I'm stilling learning about this blog. I looked and looked last night, but for the life of me couldn't figure out how to add an entry. Then this morning I opened "My Blog" and there it was the "add entry" button. I wake up with a dark thunder cloud over me, I'm depressed and I'm sure that my world is about to end. NOW! Today I'm thinking "What IF!" and I'm going to end up a street person. I read somewhere that many, many people with an adrenal tumor, even without overt/sub-clinical cushing have anxiety, that disappear once the tumor is removed. Every day it's a struggle to make it through work. I have abdominal pain, and just try to make it through the next hour, then try the next hour. As you can imagine, the quality of my work is going down. Just 4 weeks to NIH. I have a sister who's terminal with lung cancer.
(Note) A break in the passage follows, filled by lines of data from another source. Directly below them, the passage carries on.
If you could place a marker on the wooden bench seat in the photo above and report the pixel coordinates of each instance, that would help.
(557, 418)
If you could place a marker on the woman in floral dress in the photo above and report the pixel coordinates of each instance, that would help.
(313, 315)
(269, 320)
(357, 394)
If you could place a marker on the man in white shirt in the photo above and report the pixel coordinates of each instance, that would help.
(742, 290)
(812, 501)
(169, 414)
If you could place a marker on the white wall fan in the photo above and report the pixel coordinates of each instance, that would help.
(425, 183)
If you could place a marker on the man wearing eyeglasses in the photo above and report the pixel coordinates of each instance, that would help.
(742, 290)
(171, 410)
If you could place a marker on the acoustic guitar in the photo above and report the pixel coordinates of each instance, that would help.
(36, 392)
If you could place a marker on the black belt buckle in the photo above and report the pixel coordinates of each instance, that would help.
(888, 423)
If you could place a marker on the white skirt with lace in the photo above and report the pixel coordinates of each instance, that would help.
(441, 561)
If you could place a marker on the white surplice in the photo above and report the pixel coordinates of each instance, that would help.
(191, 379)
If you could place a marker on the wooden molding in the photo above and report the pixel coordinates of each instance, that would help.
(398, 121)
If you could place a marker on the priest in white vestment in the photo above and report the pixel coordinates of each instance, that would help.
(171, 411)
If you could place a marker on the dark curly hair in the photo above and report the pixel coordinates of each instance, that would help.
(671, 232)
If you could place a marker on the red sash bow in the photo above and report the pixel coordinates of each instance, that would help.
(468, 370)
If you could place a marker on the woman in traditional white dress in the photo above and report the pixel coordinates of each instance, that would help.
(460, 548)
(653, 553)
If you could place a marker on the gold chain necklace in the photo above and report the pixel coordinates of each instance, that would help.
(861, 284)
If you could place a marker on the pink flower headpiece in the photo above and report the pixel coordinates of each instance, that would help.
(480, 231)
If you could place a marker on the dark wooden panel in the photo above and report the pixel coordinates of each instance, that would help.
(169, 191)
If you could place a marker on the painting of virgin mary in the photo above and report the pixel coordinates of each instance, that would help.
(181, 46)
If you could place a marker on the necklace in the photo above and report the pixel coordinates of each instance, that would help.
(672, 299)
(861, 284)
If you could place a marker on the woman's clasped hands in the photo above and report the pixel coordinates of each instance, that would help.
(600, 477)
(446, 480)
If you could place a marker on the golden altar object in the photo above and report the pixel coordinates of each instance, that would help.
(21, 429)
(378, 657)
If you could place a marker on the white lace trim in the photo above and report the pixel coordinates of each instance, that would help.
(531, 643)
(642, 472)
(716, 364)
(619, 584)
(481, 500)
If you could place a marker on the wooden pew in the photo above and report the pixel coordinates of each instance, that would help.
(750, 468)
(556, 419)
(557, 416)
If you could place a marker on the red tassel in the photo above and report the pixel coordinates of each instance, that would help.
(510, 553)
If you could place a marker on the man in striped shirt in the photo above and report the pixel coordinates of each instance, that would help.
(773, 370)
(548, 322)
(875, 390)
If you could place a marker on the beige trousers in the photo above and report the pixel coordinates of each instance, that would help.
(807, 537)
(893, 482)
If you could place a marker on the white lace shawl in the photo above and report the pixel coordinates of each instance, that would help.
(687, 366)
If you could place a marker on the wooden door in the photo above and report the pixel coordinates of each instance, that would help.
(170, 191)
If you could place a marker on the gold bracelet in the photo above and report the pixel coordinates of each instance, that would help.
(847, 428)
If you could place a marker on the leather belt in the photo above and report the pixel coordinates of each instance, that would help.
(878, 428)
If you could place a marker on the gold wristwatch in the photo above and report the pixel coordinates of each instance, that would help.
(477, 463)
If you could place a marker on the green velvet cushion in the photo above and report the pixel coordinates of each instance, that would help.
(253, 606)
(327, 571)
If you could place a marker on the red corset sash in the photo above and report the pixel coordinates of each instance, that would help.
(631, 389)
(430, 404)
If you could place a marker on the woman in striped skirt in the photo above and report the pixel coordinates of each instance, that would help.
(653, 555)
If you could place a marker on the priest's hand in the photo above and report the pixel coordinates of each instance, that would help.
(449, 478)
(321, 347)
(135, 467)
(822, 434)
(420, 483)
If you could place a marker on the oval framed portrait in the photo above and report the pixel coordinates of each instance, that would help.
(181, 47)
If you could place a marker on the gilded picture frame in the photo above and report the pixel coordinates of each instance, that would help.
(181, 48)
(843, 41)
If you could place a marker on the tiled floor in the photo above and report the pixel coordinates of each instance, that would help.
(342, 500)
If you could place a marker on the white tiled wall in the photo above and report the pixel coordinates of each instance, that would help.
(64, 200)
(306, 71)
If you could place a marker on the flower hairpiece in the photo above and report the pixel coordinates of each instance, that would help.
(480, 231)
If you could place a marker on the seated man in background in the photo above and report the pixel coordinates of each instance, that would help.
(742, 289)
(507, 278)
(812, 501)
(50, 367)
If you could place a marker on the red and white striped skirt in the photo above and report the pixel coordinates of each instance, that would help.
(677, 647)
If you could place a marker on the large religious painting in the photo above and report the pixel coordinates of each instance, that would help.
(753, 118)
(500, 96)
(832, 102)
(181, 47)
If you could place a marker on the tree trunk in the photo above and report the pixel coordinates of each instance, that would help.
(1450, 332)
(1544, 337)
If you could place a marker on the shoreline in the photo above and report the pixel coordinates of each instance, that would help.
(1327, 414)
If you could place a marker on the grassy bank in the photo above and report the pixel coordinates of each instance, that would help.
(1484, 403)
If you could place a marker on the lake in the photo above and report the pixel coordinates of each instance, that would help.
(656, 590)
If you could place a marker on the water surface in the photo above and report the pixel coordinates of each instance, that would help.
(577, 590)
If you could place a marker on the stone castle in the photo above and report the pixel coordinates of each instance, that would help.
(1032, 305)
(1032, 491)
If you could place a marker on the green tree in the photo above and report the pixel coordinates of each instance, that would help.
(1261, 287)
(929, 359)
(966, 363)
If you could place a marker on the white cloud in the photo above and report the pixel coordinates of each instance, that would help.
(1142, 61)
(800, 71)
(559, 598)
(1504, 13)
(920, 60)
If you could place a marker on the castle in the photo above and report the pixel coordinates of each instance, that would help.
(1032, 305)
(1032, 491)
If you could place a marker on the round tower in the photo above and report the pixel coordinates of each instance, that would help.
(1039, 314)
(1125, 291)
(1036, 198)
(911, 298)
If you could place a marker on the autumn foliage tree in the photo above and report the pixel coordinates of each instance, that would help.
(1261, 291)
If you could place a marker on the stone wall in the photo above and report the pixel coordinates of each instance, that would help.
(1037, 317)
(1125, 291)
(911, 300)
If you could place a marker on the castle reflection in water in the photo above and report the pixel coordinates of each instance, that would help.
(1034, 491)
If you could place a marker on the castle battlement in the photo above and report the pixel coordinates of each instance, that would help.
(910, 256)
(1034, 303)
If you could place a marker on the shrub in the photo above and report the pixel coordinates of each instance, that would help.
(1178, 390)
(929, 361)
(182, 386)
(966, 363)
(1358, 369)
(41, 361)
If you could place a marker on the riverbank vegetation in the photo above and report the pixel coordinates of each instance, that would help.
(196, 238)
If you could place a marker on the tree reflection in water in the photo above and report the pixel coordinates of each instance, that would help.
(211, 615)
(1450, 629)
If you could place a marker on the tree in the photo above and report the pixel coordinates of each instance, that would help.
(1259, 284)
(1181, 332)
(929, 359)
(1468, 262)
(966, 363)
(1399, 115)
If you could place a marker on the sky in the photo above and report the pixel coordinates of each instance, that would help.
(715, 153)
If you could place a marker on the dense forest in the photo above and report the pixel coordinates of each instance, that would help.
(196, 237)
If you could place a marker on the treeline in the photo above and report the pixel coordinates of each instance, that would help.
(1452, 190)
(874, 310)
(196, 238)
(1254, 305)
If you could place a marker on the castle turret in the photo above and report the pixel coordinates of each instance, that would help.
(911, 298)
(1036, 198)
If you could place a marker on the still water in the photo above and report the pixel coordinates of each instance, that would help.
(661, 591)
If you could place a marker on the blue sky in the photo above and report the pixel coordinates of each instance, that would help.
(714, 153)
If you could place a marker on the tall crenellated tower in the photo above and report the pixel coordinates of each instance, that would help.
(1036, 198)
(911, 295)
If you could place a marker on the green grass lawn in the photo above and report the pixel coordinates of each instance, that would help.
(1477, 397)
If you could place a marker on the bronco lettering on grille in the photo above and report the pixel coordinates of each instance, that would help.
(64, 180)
Never smoked a day in her life and wouldn't allow it in her hours. I struggle with her. In my perspective she doesn't like me or approve or my life. I'm divorce and ever since then for religious reasons there's been a space between us. We live 26 miles apart. In the 1 1/2 years since she was dnx. I have called her to say I'm coming to see her, or just dropping by only when I get there she would be gone. This has happened time and time again. Sometimes I think she truly forgets that I've called, but other times I think it's deliberate. I don't know. So I'm going to try again today. I feel like I should take some gift of food but don't have the engery to whip something up. Well, time to go.